Former Arsenal defender Martin Keown has said Arsene Wenger’s days are numbered at the Emirates, citing his disappointment that the club did not progress beyond his final season at the club when The Invincibles won the 2003/04 Premier League unbeaten.

Speaking to the BBC, the 50-year-old said a plan must be hatched to prepare for life after Wenger, and that his replacement must be of a similar mould in their implicit running of the club from the top down.

“I do feel that if he were to go now, without any succession plan-management from the club, it would be too soon. I don’t think the board or the club are ready for him to leave, a lot of thinking has to be done at a higher level,” he said.
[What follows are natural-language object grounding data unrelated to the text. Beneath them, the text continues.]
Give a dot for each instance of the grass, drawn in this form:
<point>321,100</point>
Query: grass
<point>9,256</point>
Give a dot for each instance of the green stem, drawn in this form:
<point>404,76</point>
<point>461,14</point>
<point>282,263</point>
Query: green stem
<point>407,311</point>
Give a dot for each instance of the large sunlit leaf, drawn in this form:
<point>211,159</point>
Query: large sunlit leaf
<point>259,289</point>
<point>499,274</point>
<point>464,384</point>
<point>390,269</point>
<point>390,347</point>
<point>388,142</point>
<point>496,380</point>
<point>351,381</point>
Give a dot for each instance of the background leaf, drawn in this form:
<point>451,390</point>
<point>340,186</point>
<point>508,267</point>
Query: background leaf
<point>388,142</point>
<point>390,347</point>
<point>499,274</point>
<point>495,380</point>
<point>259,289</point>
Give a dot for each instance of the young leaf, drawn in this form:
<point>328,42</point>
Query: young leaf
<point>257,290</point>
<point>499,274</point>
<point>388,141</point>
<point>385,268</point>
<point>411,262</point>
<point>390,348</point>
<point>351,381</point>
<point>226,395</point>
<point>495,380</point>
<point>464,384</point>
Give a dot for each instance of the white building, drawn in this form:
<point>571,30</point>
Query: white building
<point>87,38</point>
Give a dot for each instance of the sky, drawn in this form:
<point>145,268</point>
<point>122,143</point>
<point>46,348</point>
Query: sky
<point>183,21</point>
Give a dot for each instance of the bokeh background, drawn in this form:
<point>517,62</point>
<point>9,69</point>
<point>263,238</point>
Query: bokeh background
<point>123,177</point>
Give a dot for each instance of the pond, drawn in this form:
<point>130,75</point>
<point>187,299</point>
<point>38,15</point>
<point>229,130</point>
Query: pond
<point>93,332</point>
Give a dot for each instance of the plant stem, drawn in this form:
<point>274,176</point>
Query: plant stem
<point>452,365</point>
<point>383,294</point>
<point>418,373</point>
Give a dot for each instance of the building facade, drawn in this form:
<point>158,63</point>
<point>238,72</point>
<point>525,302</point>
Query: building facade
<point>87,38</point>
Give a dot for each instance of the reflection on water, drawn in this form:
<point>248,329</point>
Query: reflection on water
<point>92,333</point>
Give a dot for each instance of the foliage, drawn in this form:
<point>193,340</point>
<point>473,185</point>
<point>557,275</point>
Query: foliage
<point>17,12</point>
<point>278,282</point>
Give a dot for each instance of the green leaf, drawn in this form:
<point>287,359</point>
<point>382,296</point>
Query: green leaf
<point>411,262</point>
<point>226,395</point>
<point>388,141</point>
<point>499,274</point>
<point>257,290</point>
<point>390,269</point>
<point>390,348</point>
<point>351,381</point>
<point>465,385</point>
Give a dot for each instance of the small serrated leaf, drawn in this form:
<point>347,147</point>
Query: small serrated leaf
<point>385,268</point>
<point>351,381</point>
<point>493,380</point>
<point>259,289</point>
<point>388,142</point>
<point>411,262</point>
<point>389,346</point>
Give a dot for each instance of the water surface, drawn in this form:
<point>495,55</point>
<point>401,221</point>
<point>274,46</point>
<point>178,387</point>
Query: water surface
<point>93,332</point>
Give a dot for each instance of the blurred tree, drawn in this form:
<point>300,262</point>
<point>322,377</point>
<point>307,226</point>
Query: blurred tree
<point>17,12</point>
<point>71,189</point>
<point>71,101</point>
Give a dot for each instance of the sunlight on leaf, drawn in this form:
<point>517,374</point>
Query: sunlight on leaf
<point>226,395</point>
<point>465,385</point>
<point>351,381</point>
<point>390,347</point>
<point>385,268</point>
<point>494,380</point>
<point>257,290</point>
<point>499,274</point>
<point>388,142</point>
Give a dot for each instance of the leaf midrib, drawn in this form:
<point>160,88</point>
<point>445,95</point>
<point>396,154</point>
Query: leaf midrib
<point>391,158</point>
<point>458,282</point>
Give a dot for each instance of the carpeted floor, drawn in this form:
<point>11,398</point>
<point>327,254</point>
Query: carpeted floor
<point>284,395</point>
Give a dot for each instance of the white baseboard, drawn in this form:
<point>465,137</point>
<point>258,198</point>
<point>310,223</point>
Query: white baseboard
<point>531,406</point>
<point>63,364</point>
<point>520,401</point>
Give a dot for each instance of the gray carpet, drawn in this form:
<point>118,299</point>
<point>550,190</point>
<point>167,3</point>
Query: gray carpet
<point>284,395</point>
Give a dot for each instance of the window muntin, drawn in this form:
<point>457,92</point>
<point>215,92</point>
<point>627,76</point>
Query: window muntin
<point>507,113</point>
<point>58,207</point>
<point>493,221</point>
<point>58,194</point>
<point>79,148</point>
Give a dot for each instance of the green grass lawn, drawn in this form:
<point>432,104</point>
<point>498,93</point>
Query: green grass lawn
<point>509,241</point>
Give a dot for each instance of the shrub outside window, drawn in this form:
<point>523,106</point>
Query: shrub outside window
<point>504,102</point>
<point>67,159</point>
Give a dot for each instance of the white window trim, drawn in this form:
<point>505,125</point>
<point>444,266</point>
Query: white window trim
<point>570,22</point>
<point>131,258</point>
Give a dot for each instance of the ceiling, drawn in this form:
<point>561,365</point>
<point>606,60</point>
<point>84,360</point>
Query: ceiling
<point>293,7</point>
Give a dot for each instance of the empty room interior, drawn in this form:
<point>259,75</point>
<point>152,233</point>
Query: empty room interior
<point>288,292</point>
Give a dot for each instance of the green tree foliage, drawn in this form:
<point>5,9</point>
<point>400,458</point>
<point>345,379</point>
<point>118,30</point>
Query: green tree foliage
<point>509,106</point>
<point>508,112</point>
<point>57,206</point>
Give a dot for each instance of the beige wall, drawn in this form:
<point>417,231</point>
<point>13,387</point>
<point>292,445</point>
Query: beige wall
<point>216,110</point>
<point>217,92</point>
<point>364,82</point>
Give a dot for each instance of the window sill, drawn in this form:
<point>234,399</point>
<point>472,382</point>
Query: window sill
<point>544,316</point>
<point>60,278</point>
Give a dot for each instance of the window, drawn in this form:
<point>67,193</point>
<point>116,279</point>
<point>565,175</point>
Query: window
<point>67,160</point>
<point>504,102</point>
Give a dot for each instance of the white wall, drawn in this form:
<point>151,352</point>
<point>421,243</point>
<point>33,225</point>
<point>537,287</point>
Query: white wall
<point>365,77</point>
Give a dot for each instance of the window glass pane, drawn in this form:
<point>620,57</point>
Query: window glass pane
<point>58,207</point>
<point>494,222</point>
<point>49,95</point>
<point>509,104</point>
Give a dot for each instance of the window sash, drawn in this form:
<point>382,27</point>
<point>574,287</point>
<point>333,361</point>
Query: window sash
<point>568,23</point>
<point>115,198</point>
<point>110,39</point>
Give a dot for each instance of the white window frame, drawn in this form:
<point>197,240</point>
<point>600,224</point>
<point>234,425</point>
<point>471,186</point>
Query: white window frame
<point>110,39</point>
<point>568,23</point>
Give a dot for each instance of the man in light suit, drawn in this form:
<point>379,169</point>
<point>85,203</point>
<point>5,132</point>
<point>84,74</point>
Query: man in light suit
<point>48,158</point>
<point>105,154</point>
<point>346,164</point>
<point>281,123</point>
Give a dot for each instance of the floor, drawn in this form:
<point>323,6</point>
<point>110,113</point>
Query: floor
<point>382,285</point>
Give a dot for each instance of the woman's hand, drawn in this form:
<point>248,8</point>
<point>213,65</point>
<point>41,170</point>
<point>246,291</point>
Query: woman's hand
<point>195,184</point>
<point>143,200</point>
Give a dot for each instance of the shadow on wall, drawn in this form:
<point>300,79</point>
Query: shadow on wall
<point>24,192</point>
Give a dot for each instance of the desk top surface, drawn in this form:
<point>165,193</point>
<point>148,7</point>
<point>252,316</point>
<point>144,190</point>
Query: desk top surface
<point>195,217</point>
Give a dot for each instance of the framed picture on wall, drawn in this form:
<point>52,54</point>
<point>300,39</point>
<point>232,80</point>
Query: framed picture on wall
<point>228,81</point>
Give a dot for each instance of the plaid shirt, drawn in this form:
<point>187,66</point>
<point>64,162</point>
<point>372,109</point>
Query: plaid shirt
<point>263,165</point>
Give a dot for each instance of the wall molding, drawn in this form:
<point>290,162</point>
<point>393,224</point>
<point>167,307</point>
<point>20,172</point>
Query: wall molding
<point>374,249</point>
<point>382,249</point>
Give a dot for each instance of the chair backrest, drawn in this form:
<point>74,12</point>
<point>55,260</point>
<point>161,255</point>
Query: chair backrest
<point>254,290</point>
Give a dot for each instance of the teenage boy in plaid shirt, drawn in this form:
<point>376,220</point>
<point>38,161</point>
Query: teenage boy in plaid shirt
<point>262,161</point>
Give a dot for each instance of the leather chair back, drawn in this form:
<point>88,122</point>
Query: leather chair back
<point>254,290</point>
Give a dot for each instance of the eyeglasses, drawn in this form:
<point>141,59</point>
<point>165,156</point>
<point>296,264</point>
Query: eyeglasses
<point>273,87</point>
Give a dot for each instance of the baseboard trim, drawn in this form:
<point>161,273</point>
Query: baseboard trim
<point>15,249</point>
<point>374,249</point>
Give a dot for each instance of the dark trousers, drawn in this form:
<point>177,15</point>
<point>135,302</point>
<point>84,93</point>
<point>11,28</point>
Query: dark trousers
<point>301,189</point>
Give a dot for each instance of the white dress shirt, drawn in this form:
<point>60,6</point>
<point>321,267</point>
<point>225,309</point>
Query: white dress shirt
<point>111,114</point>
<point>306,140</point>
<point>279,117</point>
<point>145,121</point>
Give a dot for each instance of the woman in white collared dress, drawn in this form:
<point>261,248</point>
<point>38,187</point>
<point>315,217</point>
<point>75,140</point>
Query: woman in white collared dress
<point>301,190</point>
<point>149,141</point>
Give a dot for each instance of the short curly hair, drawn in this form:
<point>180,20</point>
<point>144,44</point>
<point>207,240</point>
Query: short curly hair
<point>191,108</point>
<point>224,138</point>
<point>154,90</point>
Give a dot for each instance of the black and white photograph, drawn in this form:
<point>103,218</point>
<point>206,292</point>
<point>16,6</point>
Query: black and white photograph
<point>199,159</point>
“Yes that end is coming, but maybe (he needs) another contract of one year or two years. Wenger should play a part in the manager who comes in, somebody of the same mould, because he has been such a part in the decisions that have been made: the new stadium, that was Arsene Wenger’s idea.

“There may have been a group of people at Arsenal who claimed to have had that idea, but Arsene Wenger is clever. He puts the idea out there and lets people believe it was their idea and then grows it from there.

Keown joined the club in 1993 under the stewardship of George Graham before Wenger took charge in the summer of 1996. The defender went on to claim three Premier League titles and three FA Cups before departing in 2004.

He added that the club had been transformed entirely on and off the field of play under the management of Wenger.

However he said he was immensely disappointed that the side had not progressed in the thirteen years that have followed, with the club not having not won a league title since 2004, winning just two FA Cups since, in 2014 and 2015.

“That club is a huge story of success. I’m a competitor as well, and I’m disappointed in what they have done. When I left I thought they were going off to win everything in Europe and it didn’t happen.

“So there is a disappointment to what has happened, but we are also realistic to know that Chelsea came in with all of their millions and changed the landscape. Man City have (also) done it and that’s where Arsenal have struggled.

“Leicester, though, told us that you don’t necessarily have to spend the most money and that you can win. And that’s what has hurt Arsene Wenger. He can’t quite get that recipe right again and that is the biggest mystery for me.”